Any news about the war was kept from them, Lester said. However, once the fighting had ended, she recalls attending a celebration in Benevolence. It was the first time she recalls tasting a roasted piece of meat.
The following Sunday, Lester said that all of the slaves were called into the master’s quarters, where he informed them that they were now free. Those that wished to go could go, and those that wished to stay on the plantation would be paid a fair wage.
“My father came and gathered us up and took us away and we worked for different white folks for money,” Lester said. After her parents died, she married John Lester and eventually settled in Youngstown after his death.
A photograph of Lester standing in her doorway of her W. Federal Street – today, Martin Luther King Jr. Boulevard – dwelling wearing a checkered blouse and a dingy overcoat is in the archives of the Library of Congress. At her feet is a very thin cat, its tail blurred by it scampering across the entranceway, and a small washtub. After the picture was taken, Lester asked Smith what he would do with it. He replied it would be sent to Washington D.C. “Lawsy me,” she said. “If you had told me befo’ I’d fixed up a bit.”

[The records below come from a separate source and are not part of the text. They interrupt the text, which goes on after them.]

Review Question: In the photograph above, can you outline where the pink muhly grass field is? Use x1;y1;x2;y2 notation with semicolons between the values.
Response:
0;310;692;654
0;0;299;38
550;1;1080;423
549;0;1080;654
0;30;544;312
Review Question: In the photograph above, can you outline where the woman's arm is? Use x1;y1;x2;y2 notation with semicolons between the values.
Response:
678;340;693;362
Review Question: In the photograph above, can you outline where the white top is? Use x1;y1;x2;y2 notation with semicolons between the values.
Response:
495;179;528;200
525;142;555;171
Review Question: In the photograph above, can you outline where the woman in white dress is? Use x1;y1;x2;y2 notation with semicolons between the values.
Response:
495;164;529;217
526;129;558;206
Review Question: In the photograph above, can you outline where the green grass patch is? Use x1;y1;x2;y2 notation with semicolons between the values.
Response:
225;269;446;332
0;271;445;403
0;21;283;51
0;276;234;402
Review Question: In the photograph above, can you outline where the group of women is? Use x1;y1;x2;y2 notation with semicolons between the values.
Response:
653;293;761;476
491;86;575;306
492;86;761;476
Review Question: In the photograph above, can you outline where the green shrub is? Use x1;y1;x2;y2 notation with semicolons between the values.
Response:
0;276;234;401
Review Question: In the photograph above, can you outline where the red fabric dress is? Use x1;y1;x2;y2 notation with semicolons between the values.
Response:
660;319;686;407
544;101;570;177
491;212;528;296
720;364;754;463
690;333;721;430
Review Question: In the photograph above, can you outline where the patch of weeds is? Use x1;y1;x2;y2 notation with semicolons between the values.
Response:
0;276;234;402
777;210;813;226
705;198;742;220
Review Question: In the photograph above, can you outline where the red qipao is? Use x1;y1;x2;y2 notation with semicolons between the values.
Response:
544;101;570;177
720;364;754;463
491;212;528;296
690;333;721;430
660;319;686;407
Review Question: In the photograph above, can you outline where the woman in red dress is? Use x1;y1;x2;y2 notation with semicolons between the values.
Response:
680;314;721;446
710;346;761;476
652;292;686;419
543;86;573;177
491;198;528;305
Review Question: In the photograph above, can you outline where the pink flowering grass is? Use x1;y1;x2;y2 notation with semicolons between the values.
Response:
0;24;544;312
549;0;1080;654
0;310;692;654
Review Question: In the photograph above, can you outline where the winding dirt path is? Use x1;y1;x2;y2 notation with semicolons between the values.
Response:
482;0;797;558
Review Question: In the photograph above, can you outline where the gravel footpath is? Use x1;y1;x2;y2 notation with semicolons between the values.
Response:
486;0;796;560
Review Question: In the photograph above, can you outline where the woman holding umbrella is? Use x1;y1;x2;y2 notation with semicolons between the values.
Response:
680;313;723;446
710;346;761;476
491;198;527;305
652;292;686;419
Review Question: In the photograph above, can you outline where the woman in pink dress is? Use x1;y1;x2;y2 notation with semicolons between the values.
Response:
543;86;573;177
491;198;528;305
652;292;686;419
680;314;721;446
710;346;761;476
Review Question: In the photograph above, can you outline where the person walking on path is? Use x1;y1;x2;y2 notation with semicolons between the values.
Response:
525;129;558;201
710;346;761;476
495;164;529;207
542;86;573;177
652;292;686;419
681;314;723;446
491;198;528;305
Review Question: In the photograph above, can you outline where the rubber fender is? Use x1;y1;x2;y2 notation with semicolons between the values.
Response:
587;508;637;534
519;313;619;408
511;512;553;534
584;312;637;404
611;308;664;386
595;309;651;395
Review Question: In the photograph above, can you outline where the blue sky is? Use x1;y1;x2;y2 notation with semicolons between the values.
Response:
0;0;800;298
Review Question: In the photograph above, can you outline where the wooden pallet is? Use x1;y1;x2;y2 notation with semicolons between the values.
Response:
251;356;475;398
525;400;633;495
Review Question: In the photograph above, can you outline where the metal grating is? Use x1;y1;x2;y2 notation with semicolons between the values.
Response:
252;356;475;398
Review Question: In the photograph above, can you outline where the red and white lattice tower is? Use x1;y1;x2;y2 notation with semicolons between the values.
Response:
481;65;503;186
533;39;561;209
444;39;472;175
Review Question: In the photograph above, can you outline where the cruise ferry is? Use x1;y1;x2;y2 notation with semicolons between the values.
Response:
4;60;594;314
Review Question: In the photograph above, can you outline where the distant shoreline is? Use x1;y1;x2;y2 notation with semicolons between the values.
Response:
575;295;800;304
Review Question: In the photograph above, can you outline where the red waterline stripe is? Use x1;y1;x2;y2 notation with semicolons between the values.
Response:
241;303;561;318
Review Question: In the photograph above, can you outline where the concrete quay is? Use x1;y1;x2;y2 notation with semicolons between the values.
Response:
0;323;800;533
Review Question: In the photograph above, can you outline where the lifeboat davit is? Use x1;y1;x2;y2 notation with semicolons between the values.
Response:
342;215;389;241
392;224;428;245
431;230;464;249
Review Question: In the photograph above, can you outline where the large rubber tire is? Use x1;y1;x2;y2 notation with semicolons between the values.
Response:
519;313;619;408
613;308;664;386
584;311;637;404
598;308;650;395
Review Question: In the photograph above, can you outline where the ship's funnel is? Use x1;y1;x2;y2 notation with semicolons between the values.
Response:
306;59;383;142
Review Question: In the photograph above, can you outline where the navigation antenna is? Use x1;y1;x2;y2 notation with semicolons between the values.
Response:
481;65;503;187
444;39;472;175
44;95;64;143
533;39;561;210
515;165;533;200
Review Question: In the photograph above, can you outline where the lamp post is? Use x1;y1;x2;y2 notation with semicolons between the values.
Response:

The Slave Narrative Collection in the Library of Congress consists of texts derived from oral interviews. The interviewers were white, and were instructed to treat “words that definitely have a notably different pronunciation from the usual should be recorded as heard.” The transcriptsand what was interpreted as the “usual” pattern of speech were influenced by stereotypes prevalent in the 1930s, and the language may be offensive to readers today.
Pictured: In 1937, former slave Melissa Lowe Barden lived in this house at 1671 Jacobs Road in Youngstown. It was built in 1900.